5

A well-known question is: On average, how many uniformly random real numbers are needed for their sum to exceed $1$? The answer is $e$.

Let's tweak the question:

On average, how many uniformly random real numbers are needed for the sum of their squares to exceed $1$?

My attempt

Let $f(n)=$ probability that the sum of squares of $n$ uniformly random real numbers is less than $1$.

The probability that the sum of squares exceeds $1$ for the first time with the $n$th random number, is $f(n-1)-f(n)$.
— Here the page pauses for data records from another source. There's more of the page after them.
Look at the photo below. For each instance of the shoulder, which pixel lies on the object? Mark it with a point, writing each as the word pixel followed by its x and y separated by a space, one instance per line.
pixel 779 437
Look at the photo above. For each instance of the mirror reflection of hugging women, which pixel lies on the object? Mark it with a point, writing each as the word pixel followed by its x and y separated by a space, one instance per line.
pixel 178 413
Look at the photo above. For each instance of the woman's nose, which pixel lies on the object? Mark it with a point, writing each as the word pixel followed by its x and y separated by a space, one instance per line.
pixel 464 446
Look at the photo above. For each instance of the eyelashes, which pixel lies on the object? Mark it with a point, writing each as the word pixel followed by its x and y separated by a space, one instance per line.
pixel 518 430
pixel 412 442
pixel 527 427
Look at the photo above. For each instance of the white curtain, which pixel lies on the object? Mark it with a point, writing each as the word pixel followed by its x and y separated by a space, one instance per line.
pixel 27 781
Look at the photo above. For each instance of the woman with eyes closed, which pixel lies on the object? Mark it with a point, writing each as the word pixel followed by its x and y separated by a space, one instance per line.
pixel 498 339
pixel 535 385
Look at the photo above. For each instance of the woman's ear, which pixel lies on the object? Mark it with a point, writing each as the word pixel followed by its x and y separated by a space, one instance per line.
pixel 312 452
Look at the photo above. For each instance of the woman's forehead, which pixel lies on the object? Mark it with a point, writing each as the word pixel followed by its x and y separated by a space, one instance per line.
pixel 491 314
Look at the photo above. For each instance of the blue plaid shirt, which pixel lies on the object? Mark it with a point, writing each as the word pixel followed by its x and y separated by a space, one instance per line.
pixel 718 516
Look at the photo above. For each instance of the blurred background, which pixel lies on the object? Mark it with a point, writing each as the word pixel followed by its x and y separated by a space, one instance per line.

Then the expectation is $\sum\limits_{n=2}^\infty n(f(n-1)-f(n))$.

I have worked out that:
$f(1)=1$
$f(2)=\int_0^1\sqrt{1-{x_1}^2}dx_1$
$f(3)=\int_0^1\int_0^{\sqrt{1-{x_1}^2}}\sqrt{1-{x_1}^2-{x_2}^2}d{x_2}d{x_1}$
$f(4)=\int_0^1\int_0^{\sqrt{1-{x_1}^2}}\int_0^{\sqrt{1-{x_1}^2-{x_2}^2}}\sqrt{1-{x_1}^2-{x_2}^2-{x_3}^2}d{x_3}d{x_2}d{x_1}$
And so on.

With help from Wolfram, the above expressions are:
$f(2)=\frac{\pi}{4}$
$f(3)=\frac{\pi}{6}$
$f(4)=\frac{\pi^2}{32}$

A087299 suggests that $f(n)$ equals the ratio of the volume of an $n$-dimensional ball to the circumscribed $n$-cube, but I don't understand why. Assuming this is true, the expectation is approximately $3.9257708130843$. I don't know if this expectation has a closed form.

Dan
  • 35,053
  • 1
    Take $f(2)$ for example. If we call the integrand $x_2$ you have that $x_1^2 + x_2^2=1$, which parametrizes a circle centered at the origin. You are integrating the height of the positive part along the horizontal axis, which gives you the area of a quarter circle of unit radius. This is true for the rest of your $f(n)$ as well, they are a quarter, octant... and so on, of a unit radius hypersphere. Since there are $2^n$ equal chunks, the total volume of the hypersphere is $2^n f(n)$. The volume of the corresponding hypercube is $2^n$, and the quotient is just $f(n)$. – Diego Dec 13 '23 at 17:05

1 Answers1

9

Simulation in R suggests something near $3.926$ is reasonable.

set.seed(2023)
squaresto1 <- function(power=2, target=1, maxcases=100){
  cs <- cumsum(runif(maxcases)^power) 
  min(which(cs > target))
  }
sims <- replicate(10^6, squaresto1(power=2, target=1))
mean(sims)
# 3.926359

Ways of thinking about this include:

  • You can extend the uniform distribution on $[0,1]$ to $[-1,1]$ without affecting the distribution of absolute values or squares

  • This becomes a uniform distribution in the hypercube $[-1,1]^n$ when you take $n$ points

  • The (square root of) the sum of squares is less than $1$ for points in the $n$-ball radius $1$

  • The probability the first $n$ squares add up to less than $1$ is the proportion of a hypercube contained in the the largest $n$-ball that fits inside it.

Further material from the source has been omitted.